Electric car maker Tesla Inc (NASDAQ: TSLA) recently announced the launch of a secondary offering. This should come as a no surprise, given that the company is operating in a capital-intensive industry. Why is Tesla in need of the funding at this juncture?
Tesla's Take On Recent Financing Round
The company's release said the proceeds, estimated at $1.15 billion through the concurrent offering of common stock and convertible senior notes due in 2022, is meant to be used for three purposes:
- To strengthen its balance sheet.
- To reduce any risk associated with the rapidly scaling of its business due to the launch of its mass-market Model 3 vehicle.

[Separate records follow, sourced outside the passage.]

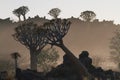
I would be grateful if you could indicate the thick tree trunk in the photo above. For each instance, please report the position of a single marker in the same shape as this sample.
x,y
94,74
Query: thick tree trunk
x,y
33,61
19,18
24,17
77,65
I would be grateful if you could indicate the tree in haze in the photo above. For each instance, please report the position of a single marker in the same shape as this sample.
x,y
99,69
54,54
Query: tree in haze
x,y
47,59
115,46
15,56
88,15
17,12
56,30
54,12
24,10
33,37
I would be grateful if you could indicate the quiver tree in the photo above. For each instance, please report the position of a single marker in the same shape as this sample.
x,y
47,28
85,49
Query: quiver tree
x,y
17,12
54,12
115,46
24,10
56,30
32,36
88,15
15,56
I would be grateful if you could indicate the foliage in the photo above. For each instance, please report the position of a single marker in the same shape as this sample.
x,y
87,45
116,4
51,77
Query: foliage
x,y
54,12
48,59
6,65
56,29
15,55
33,37
87,15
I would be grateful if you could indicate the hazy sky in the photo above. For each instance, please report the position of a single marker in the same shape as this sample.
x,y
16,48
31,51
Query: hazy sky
x,y
105,9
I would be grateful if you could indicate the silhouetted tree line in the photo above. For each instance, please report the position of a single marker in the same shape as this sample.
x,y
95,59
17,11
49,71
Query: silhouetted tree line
x,y
36,37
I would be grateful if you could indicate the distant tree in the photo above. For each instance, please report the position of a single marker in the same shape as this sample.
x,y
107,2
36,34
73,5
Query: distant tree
x,y
54,12
15,56
24,10
33,37
96,61
88,15
115,46
48,59
17,12
56,30
6,65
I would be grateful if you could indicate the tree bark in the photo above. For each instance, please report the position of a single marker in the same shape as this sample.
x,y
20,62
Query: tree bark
x,y
33,60
24,17
77,65
19,18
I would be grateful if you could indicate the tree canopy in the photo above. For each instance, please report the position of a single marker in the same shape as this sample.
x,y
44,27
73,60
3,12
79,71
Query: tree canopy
x,y
88,15
54,12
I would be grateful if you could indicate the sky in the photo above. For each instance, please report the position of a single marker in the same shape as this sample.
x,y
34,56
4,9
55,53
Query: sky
x,y
104,9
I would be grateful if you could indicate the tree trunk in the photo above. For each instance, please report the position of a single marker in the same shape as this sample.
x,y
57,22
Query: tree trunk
x,y
33,60
77,65
19,18
24,17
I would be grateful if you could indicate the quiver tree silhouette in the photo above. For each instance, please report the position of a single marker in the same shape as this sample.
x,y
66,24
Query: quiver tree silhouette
x,y
88,15
15,56
54,12
56,29
17,12
33,37
24,10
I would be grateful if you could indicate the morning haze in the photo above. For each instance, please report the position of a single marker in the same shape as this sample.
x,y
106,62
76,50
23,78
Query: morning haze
x,y
74,40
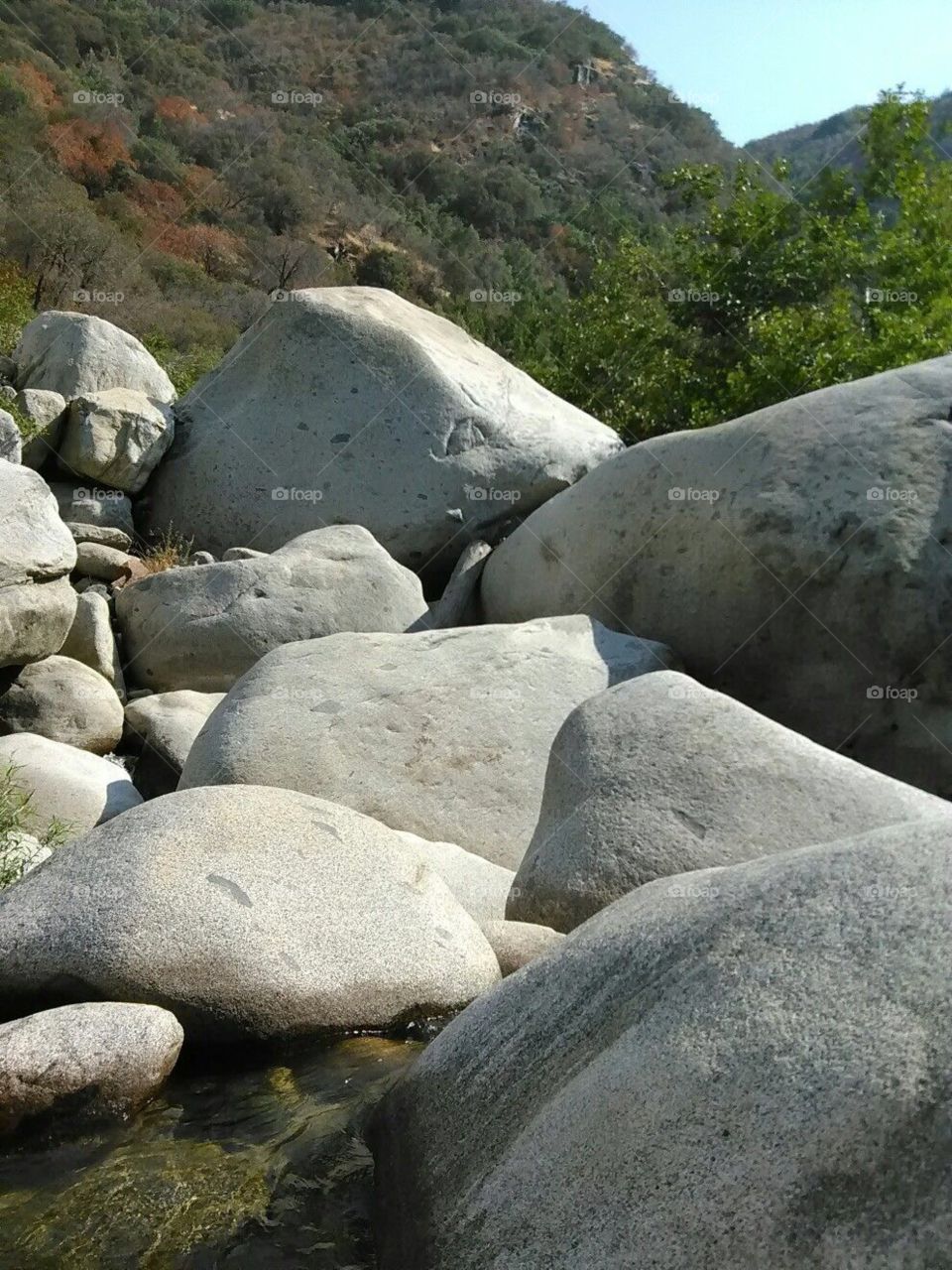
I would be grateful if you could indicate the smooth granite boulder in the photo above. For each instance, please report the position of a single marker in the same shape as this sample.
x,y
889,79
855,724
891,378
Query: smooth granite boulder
x,y
753,1075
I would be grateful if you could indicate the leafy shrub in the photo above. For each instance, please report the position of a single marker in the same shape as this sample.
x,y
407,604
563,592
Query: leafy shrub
x,y
168,552
16,307
16,821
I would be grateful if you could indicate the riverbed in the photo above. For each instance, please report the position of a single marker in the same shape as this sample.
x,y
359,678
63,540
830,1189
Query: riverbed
x,y
252,1161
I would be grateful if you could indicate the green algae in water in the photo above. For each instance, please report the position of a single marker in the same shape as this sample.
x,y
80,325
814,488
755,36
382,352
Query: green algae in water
x,y
262,1166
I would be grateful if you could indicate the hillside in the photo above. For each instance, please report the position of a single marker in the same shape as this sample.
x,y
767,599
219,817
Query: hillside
x,y
834,143
167,166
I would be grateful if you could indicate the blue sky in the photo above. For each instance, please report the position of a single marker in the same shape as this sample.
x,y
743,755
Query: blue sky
x,y
763,64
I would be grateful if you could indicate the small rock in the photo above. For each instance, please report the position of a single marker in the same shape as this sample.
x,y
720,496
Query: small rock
x,y
45,411
37,553
18,855
203,627
105,535
516,944
90,1061
63,699
87,504
95,561
243,554
10,447
163,728
90,639
67,785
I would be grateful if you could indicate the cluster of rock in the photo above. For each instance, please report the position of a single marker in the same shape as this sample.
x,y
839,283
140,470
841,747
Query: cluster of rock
x,y
602,790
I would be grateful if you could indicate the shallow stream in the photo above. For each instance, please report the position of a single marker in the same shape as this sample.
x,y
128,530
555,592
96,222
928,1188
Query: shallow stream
x,y
252,1164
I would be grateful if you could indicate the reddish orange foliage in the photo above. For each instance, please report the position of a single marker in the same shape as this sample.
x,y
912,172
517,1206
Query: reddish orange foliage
x,y
216,250
178,108
158,199
39,86
87,151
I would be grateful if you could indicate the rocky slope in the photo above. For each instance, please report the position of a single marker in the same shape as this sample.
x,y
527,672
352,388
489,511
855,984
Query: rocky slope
x,y
299,781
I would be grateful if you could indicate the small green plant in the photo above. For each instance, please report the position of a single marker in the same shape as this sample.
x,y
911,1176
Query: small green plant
x,y
18,822
27,427
169,550
16,307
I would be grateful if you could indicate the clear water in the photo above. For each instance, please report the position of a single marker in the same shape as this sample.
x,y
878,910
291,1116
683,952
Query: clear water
x,y
255,1162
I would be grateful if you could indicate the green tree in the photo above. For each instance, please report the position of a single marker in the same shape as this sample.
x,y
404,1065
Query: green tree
x,y
762,295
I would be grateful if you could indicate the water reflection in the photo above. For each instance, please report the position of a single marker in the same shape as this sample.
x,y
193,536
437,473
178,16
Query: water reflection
x,y
254,1162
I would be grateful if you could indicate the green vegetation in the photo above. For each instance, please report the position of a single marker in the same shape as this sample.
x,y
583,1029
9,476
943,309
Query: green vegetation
x,y
168,167
16,822
837,141
172,167
763,295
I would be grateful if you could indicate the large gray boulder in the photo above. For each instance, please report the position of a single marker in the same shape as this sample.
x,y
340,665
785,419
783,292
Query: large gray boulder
x,y
91,642
89,1061
37,553
202,629
796,559
76,353
91,504
116,437
63,699
45,412
660,776
751,1076
10,440
349,404
67,786
481,887
163,728
442,733
246,911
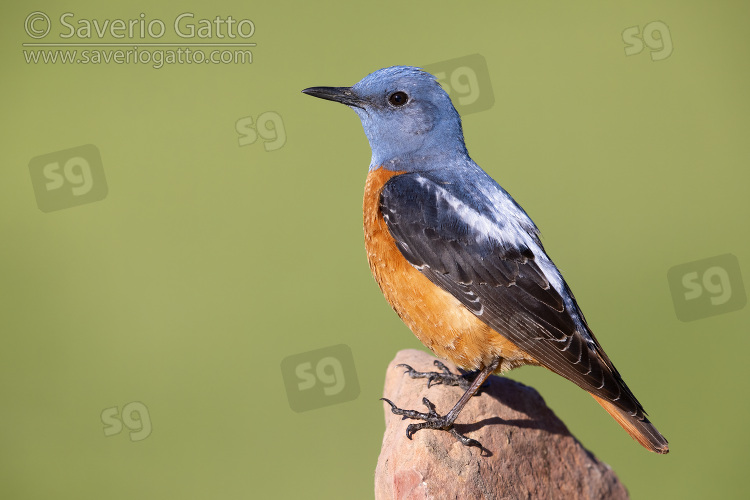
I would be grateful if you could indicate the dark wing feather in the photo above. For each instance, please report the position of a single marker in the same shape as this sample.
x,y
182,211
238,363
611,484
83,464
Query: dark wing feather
x,y
502,283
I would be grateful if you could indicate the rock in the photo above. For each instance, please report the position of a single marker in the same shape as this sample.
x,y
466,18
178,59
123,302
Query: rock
x,y
528,452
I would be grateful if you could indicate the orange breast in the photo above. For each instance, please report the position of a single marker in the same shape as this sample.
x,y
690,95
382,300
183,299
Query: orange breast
x,y
435,316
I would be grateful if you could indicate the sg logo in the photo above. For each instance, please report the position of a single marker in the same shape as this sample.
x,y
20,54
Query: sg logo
x,y
68,178
467,82
140,426
707,287
320,378
269,126
661,45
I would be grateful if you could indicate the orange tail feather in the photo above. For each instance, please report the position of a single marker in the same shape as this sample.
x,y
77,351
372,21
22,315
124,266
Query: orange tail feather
x,y
642,431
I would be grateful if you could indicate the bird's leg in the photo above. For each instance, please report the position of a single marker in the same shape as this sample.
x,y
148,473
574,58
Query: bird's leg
x,y
432,420
444,376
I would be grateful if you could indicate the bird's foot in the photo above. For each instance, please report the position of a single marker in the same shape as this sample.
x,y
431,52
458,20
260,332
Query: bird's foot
x,y
444,376
431,421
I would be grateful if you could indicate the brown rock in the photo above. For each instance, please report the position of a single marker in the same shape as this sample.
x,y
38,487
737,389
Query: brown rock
x,y
528,452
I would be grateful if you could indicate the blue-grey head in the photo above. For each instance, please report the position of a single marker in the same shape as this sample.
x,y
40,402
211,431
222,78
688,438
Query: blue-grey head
x,y
408,118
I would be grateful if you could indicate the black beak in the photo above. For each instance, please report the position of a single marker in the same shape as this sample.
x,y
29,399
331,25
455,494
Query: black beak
x,y
344,95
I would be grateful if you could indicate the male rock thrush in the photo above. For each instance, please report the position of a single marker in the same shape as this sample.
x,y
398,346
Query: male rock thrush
x,y
460,261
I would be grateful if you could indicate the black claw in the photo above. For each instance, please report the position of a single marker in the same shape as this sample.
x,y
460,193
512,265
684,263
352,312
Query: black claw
x,y
444,376
431,420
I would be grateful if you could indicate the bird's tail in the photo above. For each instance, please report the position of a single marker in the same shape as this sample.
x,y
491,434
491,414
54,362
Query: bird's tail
x,y
640,429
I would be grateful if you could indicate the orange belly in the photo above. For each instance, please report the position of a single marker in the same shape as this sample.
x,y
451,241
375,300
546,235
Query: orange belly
x,y
435,316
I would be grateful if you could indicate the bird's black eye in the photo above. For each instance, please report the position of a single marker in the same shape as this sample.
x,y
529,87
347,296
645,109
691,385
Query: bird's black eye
x,y
398,98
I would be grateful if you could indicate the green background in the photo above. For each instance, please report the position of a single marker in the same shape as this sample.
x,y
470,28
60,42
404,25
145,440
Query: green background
x,y
208,262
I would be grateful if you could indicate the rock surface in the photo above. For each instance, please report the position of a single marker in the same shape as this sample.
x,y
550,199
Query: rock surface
x,y
528,452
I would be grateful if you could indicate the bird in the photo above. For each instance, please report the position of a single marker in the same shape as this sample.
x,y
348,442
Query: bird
x,y
461,263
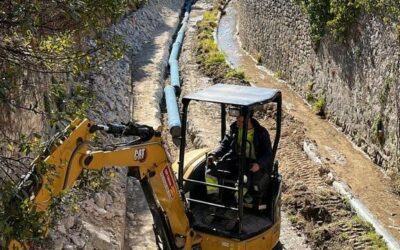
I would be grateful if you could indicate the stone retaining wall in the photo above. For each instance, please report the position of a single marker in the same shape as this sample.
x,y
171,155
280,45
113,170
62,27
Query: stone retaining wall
x,y
359,79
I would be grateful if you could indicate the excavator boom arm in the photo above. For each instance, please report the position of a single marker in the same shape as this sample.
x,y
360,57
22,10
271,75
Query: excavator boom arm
x,y
71,155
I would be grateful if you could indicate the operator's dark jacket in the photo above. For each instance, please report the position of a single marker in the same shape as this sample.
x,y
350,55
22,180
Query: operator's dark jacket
x,y
261,142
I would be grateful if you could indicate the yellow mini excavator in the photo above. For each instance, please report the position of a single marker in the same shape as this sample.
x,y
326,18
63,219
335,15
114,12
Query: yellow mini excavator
x,y
187,215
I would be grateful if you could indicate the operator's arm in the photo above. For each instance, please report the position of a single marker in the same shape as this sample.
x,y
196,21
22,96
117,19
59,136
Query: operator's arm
x,y
226,144
264,151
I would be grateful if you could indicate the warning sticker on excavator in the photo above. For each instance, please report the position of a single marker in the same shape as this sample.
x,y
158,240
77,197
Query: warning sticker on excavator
x,y
168,181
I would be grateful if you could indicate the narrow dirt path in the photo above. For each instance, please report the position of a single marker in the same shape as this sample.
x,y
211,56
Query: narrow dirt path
x,y
203,126
348,163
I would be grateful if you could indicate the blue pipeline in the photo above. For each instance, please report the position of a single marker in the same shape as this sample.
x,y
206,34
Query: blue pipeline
x,y
174,121
174,71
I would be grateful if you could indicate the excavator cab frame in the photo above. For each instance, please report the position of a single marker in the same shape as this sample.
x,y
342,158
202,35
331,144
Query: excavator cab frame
x,y
246,100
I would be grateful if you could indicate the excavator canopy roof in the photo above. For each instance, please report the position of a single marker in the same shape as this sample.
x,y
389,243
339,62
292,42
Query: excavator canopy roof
x,y
235,95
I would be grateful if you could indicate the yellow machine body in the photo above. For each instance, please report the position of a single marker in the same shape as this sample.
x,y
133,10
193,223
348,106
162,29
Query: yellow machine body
x,y
71,156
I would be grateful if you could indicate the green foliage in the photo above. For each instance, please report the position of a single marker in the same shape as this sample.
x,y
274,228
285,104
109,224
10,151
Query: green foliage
x,y
19,217
208,54
318,12
236,73
68,103
259,58
338,16
319,106
280,74
96,180
377,130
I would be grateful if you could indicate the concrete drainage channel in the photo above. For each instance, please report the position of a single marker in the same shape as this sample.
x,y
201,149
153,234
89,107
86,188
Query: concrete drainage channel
x,y
172,90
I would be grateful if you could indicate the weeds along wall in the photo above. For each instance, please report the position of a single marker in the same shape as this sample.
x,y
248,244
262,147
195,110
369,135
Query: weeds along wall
x,y
351,74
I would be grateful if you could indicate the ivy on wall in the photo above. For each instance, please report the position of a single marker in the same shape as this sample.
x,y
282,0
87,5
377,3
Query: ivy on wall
x,y
338,16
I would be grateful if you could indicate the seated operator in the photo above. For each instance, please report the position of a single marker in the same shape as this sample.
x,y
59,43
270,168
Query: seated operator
x,y
258,167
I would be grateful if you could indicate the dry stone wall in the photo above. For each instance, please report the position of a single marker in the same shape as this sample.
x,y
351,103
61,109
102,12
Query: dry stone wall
x,y
359,78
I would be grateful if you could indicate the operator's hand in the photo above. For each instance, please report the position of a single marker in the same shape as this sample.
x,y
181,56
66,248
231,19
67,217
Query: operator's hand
x,y
210,159
255,167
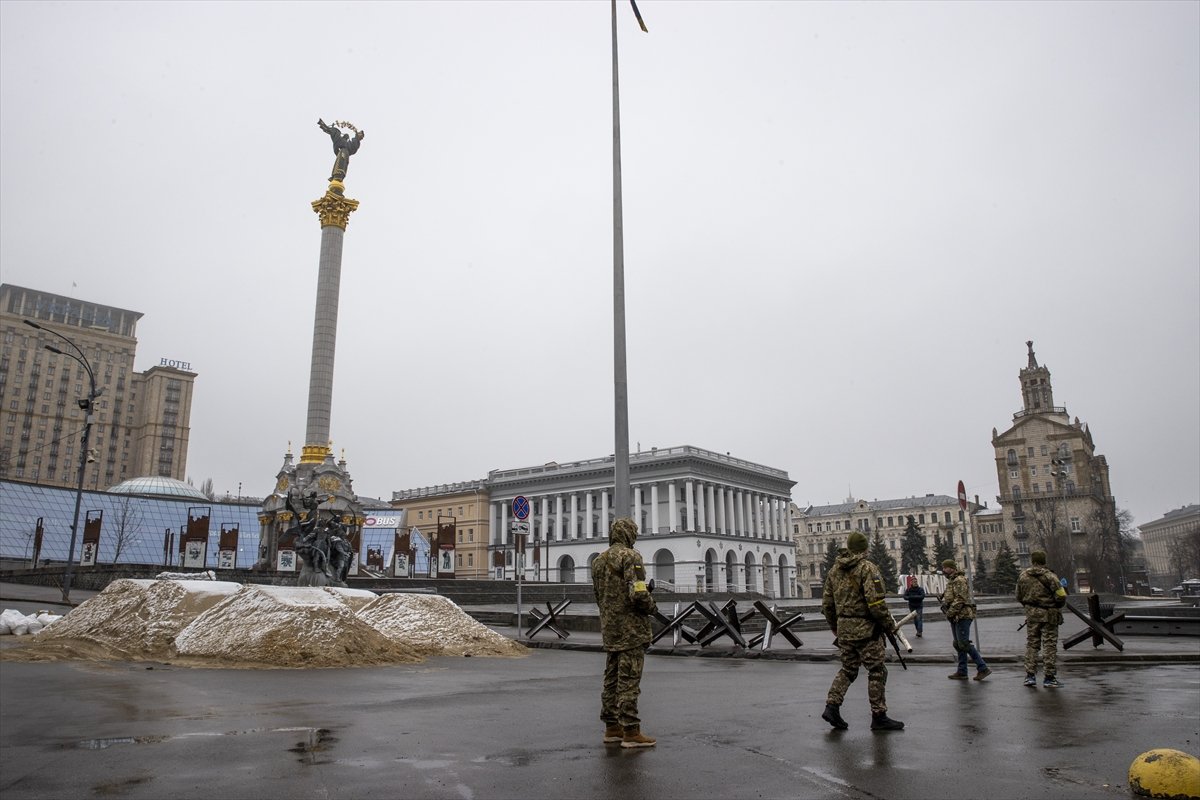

- For general corporate purposes.
Before looking into what really necessitated the offering, let's take a look at how financially viable Tesla's business is.
Most Recent Financial Report Card
Tesla reported for 2016 revenues of $7 billion, up 73 percent from 2015. The revenue growth reflected a 63 percent increase in automotive revenues, achieved on the back of a 55 percent increase in vehicle deliveries to 50,700.
Cost of revenues as a percentage of revenues was 77.14 percent in 2016 compared to about 91 percent in the year before. Operating expenses accounted for roughly 32 percent of the revenues. R&D expenses accounted for 11.9 percent of the revenues in 2016, down from 17.7 percent in 2015.
Consequently, Tesla reported a loss of $674.91 million or $4.68 per share in 2016 compared to a loss of $888.66 million or $6.93 per share in 2015.
Cash and cash equivalents at the end of the year stood at $3.39 billion, including $2.2 billion in money market funds.
In its 10-K for the fiscal year ended December 2016, the company said its current sources of liquidity and cash flows are used to fund:
- R&D expenses.
- Ongoing operations.
- Initial investments in tooling and manufacturing capital for its Model 3.
- Continued construction of Gigafactory.
- Expansion of its retail store, service centers and Supercharger network.
In the 10-K, the company also revealed that it expects to invest between $2 billion and $2.5 billion ahead of the start of Model 3 production in 2017.
The company also expects total vehicle production of 500,000 in 2018, double that of its original plan.
Tesla had a negative operating cash flow of $123.829 million in 2016, narrower than the outflow of $524.50 million in 2015.
Why Is Model 3 Production Cash Draining?
The Model 3 is Tesla's upcoming all-electric, four-door, compact, luxury sedan, launched March 31. The company has hinted it would start producing the vehicle on a limited scale in July 2017, with the output expected to ramp up to 5,000 vehicles per week in the fourth quarter and 10,000 per week in 2018. The company indicated deliveries for new reservation would begin in mid-2018 or later.
The vehicle is priced at $35,000.
The company's stable currently includes the Model S, an all-electric sedan that began selling in June 2012, and the Model X, an all-electric SUV. Model X deliveries commenced in the second quarter of 2015. The Model S's cash price is $71,300, although it could come cheaper due to the federal tax credit and estimated gas savings over the years. Meanwhile, Model X is priced at $83,000.
Tesla's vehicles are also available on loans and leases.
Estimates released by Edmunds pitched the average vehicle transaction price in the United States at $34,077 in 2016, up 2.7 percent from 2015. The firm predicts a further increase in price to $35,000 in 2017.
With Model X's pricing affordable, demand has gone through the roof. It is estimated that pre-order numbers are running close to 400,000, with the frenzied interest forcing the company to give a pushed back deadline for new reservations. In comparison, Tesla produced 22,200 vehicles (Model S and Model X) in the fourth quarter of 2016, with the annual production at 50,700. The pre-orders suggest that Tesla has to ramp up production at double that of the current rate.
The strong demand and Tesla's precarious cash flow position makes it imperative for the company to tap the market for the incremental expenditure associated with the commercial launch of its Model 3 vehicle. The news on the offering is a proof that Tesla is leaving no stones unturned in its efforts to capitalize on the frenzy.